The welcome was warm and friendly and it was like walking into an old friend's place after they have redecorated. Kind of familiar, yet different with lots to absorb and take in. The kitchen is in the same place but opened up. The lights at the old chef's table are the same. It's light and airy and I notice the natural light coming in through the windows and the height of the ceilings so much more than when it was in its former state. I liked the plant pots on the ceiling - not really sure if there is meaning behind it.
We were too busy chit chatting and didn't want decision making over food to cut in over valuable talk time so decided to go with the ten plate option.
Drinks wise Carrie was on the delicious Fever Tree ginger ale and I started off with an espresso martini. I always loved the Press Club version so very pleased standards have not slipped after the hiatus.

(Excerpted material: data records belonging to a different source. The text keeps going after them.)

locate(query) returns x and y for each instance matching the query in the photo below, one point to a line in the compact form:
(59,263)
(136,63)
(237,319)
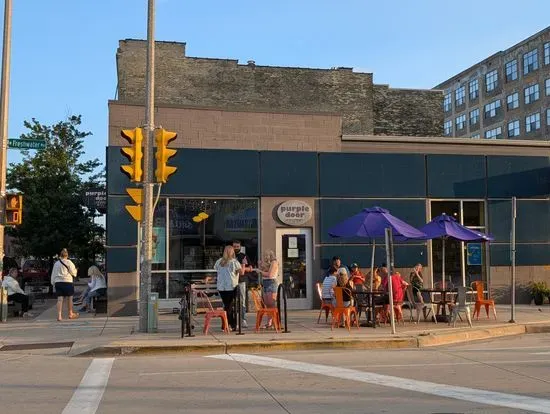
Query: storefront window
(201,228)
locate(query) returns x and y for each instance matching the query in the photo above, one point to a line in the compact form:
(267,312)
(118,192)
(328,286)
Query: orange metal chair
(262,310)
(340,310)
(212,313)
(327,307)
(479,286)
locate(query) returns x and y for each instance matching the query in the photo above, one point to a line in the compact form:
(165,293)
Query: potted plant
(539,290)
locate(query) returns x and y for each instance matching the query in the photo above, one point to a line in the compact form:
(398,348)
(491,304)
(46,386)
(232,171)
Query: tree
(52,181)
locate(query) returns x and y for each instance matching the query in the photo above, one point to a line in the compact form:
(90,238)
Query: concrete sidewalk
(94,335)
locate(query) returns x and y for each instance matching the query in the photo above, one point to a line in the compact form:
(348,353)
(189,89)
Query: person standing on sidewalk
(63,273)
(15,292)
(228,269)
(243,259)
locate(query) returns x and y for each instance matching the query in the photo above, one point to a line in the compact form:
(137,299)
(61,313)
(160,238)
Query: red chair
(340,310)
(262,310)
(212,313)
(327,307)
(479,286)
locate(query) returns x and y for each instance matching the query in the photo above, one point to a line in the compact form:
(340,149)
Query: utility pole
(147,238)
(4,113)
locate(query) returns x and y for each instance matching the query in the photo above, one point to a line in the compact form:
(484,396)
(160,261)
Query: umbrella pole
(372,264)
(390,271)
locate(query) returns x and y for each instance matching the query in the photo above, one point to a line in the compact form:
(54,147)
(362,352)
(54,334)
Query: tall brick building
(506,96)
(256,141)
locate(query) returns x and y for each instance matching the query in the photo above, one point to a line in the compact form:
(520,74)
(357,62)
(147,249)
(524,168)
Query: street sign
(26,144)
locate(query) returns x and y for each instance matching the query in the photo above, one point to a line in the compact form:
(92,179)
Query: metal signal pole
(147,238)
(5,98)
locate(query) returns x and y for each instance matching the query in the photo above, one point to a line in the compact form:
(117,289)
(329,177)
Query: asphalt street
(500,376)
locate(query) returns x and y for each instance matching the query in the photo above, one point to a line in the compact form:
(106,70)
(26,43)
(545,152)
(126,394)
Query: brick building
(506,96)
(254,140)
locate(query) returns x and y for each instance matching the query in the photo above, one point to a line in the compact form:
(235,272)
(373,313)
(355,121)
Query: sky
(63,51)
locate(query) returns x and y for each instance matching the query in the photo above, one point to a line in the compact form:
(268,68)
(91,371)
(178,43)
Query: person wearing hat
(356,276)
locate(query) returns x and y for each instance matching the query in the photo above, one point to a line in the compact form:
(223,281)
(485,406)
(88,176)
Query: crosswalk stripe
(519,402)
(89,393)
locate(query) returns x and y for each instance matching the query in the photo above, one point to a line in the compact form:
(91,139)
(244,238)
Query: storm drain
(43,345)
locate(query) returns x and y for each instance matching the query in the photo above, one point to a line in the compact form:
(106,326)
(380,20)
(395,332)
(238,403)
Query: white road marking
(437,364)
(89,393)
(519,402)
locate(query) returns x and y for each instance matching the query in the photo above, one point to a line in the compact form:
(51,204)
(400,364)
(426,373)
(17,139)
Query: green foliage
(52,181)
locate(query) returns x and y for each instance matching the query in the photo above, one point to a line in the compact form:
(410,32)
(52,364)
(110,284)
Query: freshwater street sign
(26,144)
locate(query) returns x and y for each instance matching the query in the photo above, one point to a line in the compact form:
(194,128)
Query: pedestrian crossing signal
(14,209)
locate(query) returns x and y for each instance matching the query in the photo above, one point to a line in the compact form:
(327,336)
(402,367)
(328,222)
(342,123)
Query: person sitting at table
(417,281)
(345,282)
(329,283)
(357,277)
(376,282)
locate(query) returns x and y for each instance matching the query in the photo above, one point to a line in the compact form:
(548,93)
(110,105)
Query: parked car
(36,271)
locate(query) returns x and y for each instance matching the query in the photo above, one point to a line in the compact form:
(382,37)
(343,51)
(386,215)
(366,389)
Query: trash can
(153,313)
(3,305)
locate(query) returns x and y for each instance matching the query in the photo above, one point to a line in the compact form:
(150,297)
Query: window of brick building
(447,102)
(491,80)
(492,109)
(511,70)
(460,95)
(448,127)
(513,128)
(494,133)
(531,93)
(532,122)
(512,101)
(474,89)
(530,61)
(460,122)
(474,116)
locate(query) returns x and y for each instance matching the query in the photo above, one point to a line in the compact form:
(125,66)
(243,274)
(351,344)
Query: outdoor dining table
(364,299)
(447,296)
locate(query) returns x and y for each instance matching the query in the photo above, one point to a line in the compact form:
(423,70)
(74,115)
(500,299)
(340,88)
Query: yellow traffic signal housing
(162,139)
(14,209)
(134,153)
(136,211)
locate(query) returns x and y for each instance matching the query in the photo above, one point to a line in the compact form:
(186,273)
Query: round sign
(294,212)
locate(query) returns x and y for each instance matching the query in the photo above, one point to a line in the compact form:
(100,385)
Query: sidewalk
(94,335)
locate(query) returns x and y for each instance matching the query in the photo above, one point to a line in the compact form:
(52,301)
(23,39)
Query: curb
(410,342)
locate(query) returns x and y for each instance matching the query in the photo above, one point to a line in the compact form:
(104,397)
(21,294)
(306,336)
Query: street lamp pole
(4,113)
(147,237)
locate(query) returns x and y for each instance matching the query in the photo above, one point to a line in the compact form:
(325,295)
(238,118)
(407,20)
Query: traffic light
(134,153)
(14,209)
(135,211)
(163,138)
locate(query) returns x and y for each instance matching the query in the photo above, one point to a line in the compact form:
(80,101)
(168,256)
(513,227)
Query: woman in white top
(96,287)
(269,269)
(228,269)
(63,273)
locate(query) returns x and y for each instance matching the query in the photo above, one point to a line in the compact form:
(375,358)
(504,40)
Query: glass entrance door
(464,261)
(294,253)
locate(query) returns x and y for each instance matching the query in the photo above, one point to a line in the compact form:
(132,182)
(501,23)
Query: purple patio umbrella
(372,223)
(445,226)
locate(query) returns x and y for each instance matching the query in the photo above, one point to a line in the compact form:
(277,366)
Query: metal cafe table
(365,300)
(446,296)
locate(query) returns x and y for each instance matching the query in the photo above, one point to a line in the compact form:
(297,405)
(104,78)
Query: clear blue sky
(63,51)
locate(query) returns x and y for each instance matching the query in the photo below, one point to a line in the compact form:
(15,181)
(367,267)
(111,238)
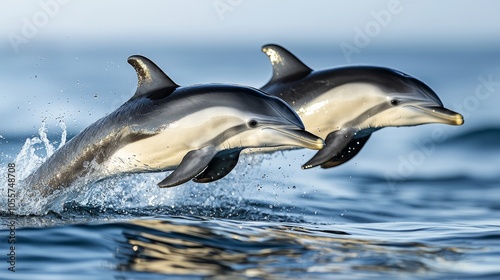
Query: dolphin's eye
(252,123)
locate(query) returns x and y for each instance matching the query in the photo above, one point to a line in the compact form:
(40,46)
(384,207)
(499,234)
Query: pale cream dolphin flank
(346,105)
(197,131)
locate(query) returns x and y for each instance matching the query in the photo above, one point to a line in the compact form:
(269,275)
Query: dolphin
(196,131)
(346,105)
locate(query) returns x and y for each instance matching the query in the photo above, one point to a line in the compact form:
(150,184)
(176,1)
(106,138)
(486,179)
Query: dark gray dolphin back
(285,65)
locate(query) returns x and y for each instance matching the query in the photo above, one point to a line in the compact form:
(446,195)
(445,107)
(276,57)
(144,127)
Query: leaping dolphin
(346,105)
(197,131)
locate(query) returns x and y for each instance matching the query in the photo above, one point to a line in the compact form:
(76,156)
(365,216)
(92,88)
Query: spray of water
(137,191)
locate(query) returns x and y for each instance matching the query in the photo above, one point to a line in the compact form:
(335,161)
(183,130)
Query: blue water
(410,205)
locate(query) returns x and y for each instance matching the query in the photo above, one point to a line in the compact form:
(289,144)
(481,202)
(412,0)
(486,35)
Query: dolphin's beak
(442,115)
(300,138)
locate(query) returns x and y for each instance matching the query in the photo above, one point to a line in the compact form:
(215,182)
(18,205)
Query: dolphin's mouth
(442,115)
(300,138)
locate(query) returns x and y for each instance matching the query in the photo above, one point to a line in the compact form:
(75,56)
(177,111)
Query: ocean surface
(416,203)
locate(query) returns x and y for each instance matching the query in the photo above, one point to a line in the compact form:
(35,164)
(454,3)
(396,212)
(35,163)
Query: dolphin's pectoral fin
(335,142)
(191,165)
(285,65)
(151,78)
(351,150)
(219,167)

The hummus was also delicious - seasoned with salt and paprika it was hearty with a thick rich texture.
I was beginning to understand the concept of Gazi. People use the words Greek street food and I don't quite think it's that but it is traditional family favourites shared with all generations. It's like mamma has opened up her kitchen to her children and grandchildren to cook with her.
Our meat dishes were a beautiful spit roast pork belly with crackling on an apple skordalia and roast chicken on a red capsicum puree. Oh the pork was crackling was delightful and the pork meat fatty but juicy and ever so tasty. I found the chicken flavoursome but a touch overcooked and therefore a little dry. However Carrie loved the chicken.

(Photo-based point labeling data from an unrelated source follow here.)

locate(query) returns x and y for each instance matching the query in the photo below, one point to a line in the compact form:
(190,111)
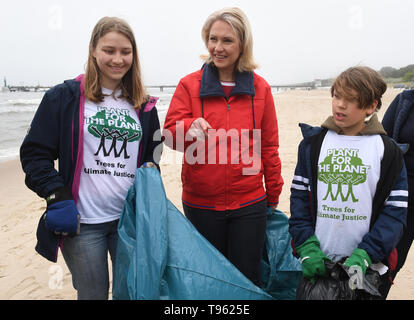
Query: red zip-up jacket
(216,176)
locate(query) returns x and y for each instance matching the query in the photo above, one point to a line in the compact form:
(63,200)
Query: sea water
(18,108)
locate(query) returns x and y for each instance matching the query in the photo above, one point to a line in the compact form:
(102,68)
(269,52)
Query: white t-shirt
(112,133)
(348,172)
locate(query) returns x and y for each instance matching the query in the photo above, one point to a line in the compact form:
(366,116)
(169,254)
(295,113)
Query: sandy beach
(26,275)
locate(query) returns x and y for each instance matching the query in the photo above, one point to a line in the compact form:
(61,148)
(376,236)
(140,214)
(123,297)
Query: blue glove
(62,216)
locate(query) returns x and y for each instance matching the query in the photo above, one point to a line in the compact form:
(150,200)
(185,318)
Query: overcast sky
(46,41)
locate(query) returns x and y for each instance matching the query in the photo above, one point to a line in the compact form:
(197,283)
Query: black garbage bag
(337,286)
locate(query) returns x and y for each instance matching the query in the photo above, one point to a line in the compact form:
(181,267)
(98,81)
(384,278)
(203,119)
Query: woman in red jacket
(223,117)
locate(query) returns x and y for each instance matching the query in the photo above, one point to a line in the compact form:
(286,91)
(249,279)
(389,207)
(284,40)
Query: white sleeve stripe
(401,204)
(397,193)
(302,179)
(298,187)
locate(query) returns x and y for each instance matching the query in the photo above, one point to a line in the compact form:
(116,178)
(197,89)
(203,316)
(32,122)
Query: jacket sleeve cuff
(60,194)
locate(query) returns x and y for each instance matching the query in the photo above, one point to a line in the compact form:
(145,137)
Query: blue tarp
(161,255)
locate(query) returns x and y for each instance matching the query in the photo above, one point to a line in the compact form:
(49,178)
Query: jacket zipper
(226,179)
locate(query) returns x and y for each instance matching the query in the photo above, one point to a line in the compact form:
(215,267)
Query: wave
(22,102)
(18,109)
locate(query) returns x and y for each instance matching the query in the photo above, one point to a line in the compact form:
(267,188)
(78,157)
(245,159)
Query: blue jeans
(86,256)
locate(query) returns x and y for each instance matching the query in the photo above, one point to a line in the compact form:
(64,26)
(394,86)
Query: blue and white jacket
(389,207)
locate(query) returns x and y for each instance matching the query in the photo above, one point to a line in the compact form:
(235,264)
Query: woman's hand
(199,129)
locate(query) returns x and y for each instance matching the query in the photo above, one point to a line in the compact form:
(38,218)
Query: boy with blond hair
(349,192)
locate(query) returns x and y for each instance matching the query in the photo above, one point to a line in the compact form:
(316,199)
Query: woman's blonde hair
(236,18)
(132,87)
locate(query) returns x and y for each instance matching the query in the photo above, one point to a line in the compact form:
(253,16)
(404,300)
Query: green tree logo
(342,167)
(114,127)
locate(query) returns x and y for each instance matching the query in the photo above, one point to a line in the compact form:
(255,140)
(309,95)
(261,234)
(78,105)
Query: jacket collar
(211,86)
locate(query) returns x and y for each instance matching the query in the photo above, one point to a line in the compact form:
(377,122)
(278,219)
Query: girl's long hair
(132,87)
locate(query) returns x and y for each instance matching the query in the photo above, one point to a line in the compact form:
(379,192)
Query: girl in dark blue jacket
(100,128)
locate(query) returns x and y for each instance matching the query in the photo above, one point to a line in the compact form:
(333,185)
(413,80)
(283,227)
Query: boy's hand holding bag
(360,258)
(312,258)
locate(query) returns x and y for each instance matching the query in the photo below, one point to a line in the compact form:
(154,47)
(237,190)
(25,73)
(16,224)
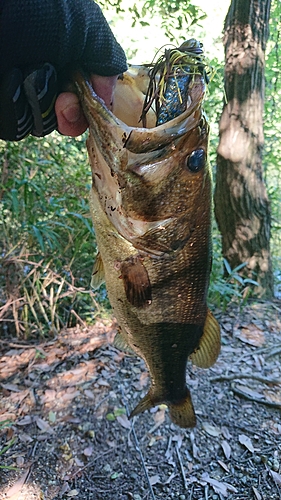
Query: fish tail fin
(209,346)
(120,343)
(182,413)
(145,404)
(98,273)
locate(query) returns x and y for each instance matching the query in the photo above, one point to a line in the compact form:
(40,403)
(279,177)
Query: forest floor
(66,401)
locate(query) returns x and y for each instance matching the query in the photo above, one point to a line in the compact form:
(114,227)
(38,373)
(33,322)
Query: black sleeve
(41,43)
(64,33)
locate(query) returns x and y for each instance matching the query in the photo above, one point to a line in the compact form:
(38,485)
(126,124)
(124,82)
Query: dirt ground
(64,430)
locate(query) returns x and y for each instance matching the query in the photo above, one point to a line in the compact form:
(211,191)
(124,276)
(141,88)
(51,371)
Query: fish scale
(151,209)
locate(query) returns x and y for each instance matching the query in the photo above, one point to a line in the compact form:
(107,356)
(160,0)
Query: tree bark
(241,204)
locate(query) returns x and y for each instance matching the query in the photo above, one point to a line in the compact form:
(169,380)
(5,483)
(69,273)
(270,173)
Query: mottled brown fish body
(151,213)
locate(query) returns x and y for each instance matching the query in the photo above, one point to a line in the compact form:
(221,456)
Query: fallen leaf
(16,488)
(89,394)
(73,493)
(43,425)
(250,392)
(123,420)
(11,387)
(25,420)
(178,439)
(88,451)
(257,494)
(52,417)
(246,441)
(154,480)
(251,335)
(170,478)
(211,429)
(276,477)
(218,486)
(226,449)
(223,465)
(225,432)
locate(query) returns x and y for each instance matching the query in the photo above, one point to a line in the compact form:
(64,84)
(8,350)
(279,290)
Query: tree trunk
(241,204)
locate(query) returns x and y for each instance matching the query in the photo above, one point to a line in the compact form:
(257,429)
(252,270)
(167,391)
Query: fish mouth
(124,158)
(137,139)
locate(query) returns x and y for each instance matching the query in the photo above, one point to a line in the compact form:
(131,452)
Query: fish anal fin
(98,273)
(136,282)
(209,345)
(120,343)
(182,413)
(145,404)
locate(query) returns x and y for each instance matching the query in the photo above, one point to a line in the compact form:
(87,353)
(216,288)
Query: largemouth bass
(151,208)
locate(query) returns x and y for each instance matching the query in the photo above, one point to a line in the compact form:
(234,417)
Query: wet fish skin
(151,214)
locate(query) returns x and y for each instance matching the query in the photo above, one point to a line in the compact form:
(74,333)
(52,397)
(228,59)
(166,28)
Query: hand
(69,34)
(71,120)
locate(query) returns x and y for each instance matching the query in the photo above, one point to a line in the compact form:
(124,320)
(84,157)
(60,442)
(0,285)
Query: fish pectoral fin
(209,345)
(145,404)
(136,282)
(182,413)
(120,343)
(98,273)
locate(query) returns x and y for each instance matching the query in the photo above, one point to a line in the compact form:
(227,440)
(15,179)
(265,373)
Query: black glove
(41,43)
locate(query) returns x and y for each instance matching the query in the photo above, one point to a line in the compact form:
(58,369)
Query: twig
(191,492)
(137,447)
(206,492)
(240,376)
(181,467)
(256,400)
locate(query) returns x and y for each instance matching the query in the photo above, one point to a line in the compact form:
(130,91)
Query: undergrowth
(47,243)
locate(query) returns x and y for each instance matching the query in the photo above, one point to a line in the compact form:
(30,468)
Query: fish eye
(196,160)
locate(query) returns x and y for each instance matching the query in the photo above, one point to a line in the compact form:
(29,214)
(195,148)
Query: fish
(151,207)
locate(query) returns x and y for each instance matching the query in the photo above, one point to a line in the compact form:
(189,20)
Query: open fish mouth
(152,99)
(151,208)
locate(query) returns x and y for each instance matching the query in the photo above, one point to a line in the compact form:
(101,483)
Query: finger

Our side dishes included a beautiful iceberg salad with grated cheese and a tart vinaigrette. Crisp and clean it was a refreshing accompaniment. And the other side was an indulgence of crispy fries topped with feta cheese and oregano. Yes George C has put his name to chips and yes the culinary crowds have reacted to this in horror. I get it. How can a fancy pants chef capable of the sublime reduce himself to cheesy chips? But then if Gazi is about accessible, unpretentious food then why not? Gazi isn't about fine dining or food that can't be cooked at home. I think it's about tasty and honest food and what's not honest about cheesy chips if it works? And yes in this case the crispy fries and creamy cheese fragranced with oregano works and takes me back to Summers in Santorini and a late night feed following too much beer and dancing! Nothing wrong with that memory!

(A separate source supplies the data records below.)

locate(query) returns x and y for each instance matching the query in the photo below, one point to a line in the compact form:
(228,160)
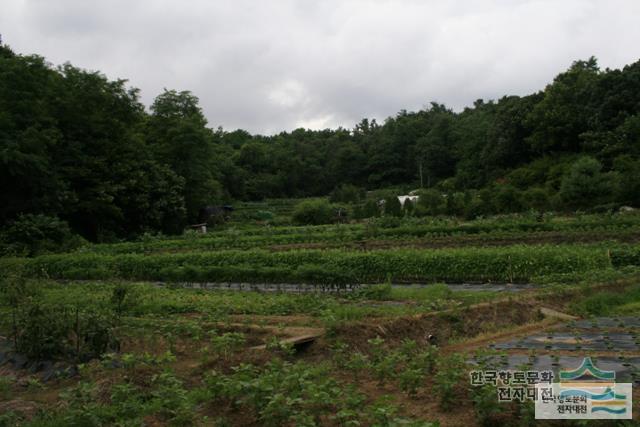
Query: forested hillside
(82,149)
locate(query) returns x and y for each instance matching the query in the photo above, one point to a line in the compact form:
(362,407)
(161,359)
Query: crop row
(334,238)
(249,238)
(502,264)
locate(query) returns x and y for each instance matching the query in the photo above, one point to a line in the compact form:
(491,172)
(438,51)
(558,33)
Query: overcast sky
(272,65)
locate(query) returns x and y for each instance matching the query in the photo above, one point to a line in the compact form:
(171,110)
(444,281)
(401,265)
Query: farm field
(383,333)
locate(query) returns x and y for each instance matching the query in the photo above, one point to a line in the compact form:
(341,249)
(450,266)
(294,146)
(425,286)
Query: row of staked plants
(493,264)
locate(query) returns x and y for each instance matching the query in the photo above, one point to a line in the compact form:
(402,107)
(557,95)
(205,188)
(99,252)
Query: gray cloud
(274,65)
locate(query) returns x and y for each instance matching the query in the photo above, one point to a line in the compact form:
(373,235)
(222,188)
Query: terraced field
(155,332)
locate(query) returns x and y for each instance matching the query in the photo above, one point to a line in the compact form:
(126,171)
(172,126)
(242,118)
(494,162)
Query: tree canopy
(78,146)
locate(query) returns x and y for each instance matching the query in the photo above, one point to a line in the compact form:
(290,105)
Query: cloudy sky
(272,65)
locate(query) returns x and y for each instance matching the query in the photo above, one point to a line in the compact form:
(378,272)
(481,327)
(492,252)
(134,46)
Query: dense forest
(77,148)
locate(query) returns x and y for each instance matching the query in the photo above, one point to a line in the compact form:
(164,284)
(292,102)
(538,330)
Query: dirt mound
(446,325)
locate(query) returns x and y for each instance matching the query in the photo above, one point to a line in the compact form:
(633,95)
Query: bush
(313,212)
(392,206)
(536,198)
(30,235)
(584,185)
(430,202)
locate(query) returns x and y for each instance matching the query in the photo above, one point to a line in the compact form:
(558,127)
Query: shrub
(536,198)
(313,212)
(392,206)
(430,202)
(30,235)
(584,185)
(346,193)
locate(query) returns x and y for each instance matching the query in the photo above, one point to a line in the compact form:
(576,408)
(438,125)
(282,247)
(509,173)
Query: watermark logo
(585,393)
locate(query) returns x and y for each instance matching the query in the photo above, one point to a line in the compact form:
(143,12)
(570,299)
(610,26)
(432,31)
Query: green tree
(584,185)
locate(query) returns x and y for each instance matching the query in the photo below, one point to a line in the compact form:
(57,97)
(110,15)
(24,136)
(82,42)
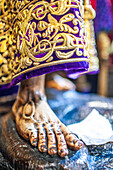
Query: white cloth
(95,129)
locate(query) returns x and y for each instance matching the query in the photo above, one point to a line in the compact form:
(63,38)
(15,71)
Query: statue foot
(36,122)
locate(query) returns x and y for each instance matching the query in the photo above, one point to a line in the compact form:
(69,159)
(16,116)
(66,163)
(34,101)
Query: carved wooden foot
(36,122)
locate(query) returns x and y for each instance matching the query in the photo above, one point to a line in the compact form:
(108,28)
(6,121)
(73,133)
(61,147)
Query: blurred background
(102,48)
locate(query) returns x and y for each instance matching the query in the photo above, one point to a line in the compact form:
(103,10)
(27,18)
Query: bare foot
(36,122)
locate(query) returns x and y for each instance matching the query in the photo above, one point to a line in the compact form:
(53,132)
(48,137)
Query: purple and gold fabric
(42,37)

Undeniably Gazi is not unlike Hellenic Republic or St Kats food wise. Undeniably I've always enjoyed every meal I've had at Hellenic Republic or St Kats. Therefore I don't need to be a Greek philosopher to conclude that I enjoyed Gazi and I definitely did. I'm trying to understand the reason people don't like it and I guess it's because expectations are that the food served is meant to be more cutting edge perhaps because it's George at the helm. But George can't eat fancy every night and when he doesn't I figure he goes with Gazi style delights. Although given his recent weight loss and svelte figure, maybe he doesn't eat feta and chips that often! Oh well, all the more for the rest of us!